Her name is Kathryn Denise Howell. She used to go by “Katie” when she was in high school, even into college, but when she moved here, she became “Kathryn” to her new friends and co-workers. It’s amazing what you can learn from social networking and even just from random people on the streets. When I scrutinize her, she looks like a “Katie.” She has one of those angelic, “girl-next-door” faces, the kind that when you look at her, you just know that you’d never be able to lie to such an innocent and naïve face.

I understand why she’d choose to go by “Kathryn” now; it’s more mature, more professional, and demands respect. As for me, I already respect her; I respect the fuck out of her. She solidified my opinion of her the moment I heard her speak.

The problem is when I actually meet Kathryn and talk to her all I’m going to do is lie like crazy to her. Basically, I doubt anything I ever say to her will be the truth. The feel-good, glowy, little angel on my shoulder keeps whispering that I should most definitely stay away, should move on, should forget I ever heard her on the phone. I should walk away and do her a favor. A big fucking favor.

But, I can’t. The evil devil in my pants won’t let me. Kathryn got to me—and to him. She got to us bad. Despite my better judgment, Kathryn Howell will be mine, come Hell or high water. I know I sound like a creepy-ass stalker. I’m not a stalker in the “cut ‘em up and eat ‘em sense.” I’m a stalker in the “I know what want, and I’m going to get it” sense. Normally when I see a woman I want, she’s mine within in the night, sometimes within the hour. My life has been a series of wanting and then quite easily getting. But lately, what I want and what I have are two very dissimilar things, even very different from what I used to have. It’s all changing, and quite fucking frankly, that’s just fine by me.

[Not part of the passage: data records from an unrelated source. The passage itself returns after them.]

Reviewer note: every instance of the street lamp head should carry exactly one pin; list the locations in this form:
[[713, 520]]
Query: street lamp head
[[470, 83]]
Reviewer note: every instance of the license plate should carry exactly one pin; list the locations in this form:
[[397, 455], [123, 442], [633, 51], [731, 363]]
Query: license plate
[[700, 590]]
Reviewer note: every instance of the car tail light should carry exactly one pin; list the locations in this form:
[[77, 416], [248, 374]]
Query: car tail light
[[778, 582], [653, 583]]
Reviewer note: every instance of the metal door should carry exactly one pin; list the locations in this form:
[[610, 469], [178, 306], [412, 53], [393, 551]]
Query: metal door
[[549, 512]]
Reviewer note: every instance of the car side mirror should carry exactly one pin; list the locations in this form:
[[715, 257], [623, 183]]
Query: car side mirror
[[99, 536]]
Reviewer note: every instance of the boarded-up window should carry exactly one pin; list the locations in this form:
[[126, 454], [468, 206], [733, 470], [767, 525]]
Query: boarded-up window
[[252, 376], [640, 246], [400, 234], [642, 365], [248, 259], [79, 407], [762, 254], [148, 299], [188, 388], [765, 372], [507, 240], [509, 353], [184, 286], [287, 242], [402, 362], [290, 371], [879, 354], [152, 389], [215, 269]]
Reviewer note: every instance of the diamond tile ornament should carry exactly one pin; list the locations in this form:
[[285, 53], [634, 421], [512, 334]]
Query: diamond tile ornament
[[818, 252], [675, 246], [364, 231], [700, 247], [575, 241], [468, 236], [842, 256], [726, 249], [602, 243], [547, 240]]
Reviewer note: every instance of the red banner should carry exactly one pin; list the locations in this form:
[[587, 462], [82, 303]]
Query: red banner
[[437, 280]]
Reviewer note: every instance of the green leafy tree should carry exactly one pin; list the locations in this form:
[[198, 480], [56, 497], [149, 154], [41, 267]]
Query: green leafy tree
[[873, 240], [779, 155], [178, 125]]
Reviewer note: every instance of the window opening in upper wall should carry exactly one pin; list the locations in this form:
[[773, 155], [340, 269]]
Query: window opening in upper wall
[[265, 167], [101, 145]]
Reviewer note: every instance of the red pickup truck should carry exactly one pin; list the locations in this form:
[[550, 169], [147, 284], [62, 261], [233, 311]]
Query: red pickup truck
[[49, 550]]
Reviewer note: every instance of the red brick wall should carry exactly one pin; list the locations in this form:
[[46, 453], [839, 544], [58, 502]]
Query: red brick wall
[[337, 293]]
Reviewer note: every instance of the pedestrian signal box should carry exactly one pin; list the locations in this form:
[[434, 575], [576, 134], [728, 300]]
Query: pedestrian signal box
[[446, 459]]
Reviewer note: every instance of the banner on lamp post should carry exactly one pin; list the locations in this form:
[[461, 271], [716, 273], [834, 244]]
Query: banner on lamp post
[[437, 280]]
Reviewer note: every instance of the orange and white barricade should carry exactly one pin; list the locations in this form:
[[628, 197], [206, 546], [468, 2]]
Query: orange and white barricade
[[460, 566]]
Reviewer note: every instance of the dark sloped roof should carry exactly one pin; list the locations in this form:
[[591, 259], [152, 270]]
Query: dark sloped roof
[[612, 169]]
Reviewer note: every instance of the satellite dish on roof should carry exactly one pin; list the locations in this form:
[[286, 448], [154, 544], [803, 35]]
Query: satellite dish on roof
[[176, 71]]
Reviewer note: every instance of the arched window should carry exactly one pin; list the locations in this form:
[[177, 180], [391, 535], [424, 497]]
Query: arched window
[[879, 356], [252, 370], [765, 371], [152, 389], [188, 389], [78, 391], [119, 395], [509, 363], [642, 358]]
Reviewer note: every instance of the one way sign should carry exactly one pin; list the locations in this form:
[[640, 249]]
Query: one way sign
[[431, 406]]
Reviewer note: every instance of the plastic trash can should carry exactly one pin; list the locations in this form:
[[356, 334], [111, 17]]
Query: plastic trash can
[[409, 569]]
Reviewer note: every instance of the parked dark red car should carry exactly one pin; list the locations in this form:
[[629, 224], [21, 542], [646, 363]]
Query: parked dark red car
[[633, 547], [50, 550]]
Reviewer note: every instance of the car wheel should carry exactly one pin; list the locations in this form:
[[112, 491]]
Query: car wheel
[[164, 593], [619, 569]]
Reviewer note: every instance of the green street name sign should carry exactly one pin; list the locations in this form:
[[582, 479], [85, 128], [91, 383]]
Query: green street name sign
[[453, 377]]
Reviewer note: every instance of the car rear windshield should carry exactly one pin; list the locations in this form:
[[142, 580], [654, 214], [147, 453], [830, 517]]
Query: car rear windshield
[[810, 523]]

Now the hard part: I have to meet her first. I also have to let go of my guilty conscience, because I’m going to hate lying to her. Well, I guess I must also renege on that promise to myself that I’m going to swear off women. I did swear off women—all women. How was I to know that I was going to overhear Kathryn Howell’s phone call, a phone call that put me over the edge and certainly made me want to know her? I decided that I’d scrap the “no women for Dre rule.” Let’s be honest. That rule sucks anyway.

My infatuation for her started nearly a month ago. Yes, it’s an infatuation, possible borderline obsession. Cue the flashback music; let the picture fade and get all blurry until we zoom in on an angry Kathryn Howell on her cell phone, putting someone, presumably her boss, right in his place.

The day in question was crazy hot, unbearably sweltering, which is usually the case in Charleston, South Carolina in mid-September. I was standing under the awning of a local tourist seafood joint when Kathryn parked her bright yellow Volkswagen Bug at the meter in front of me. Normally, a girl like her wouldn’t have caught my eye, but I was dying in the heat and too bored and tired to look away. Nice huh?

When Kathryn got out of her car, let’s be clear, I wasn’t knock-my-socks-off floored by her beauty or presence. I actually looked at her and thought, “It’s too hot to have that much hair.” Kathryn has long, dark, wavy hair that is thick as it is long. Nobody should have hair like that in the south. It probably adds about 10 degrees to the body temperature. And nobody wants that.

I don’t want it to seem like Kathryn isn’t beautiful, because she is. Kathryn just didn’t “look the part,” the part that I am normally drawn to and tend to sway toward. Most of the women I’ve dated could grace the cover of a
Victoria’s Secret
advertisement, a
Maxim
centerfold, or
Sports Illustrated
swimsuit edition. Typically, I like my women tall, lean, blonde, and a little on the “easy” side. Who doesn’t really? I sound like an ass, don’t I? I never claimed not to be, which is why I feel slightly guilty for honing in on Kathryn Howell, chartering places I have no business exploring in the first place.

When Kathryn circled around to the parking meter, she rummaged through her large, knockoff designer purse for change, pulling out a handful of coins. Immediately, I loved that she was walking around with a fake handbag. From where I come from, that was unheard of, grounds for societal ridicule and possible emotional torture.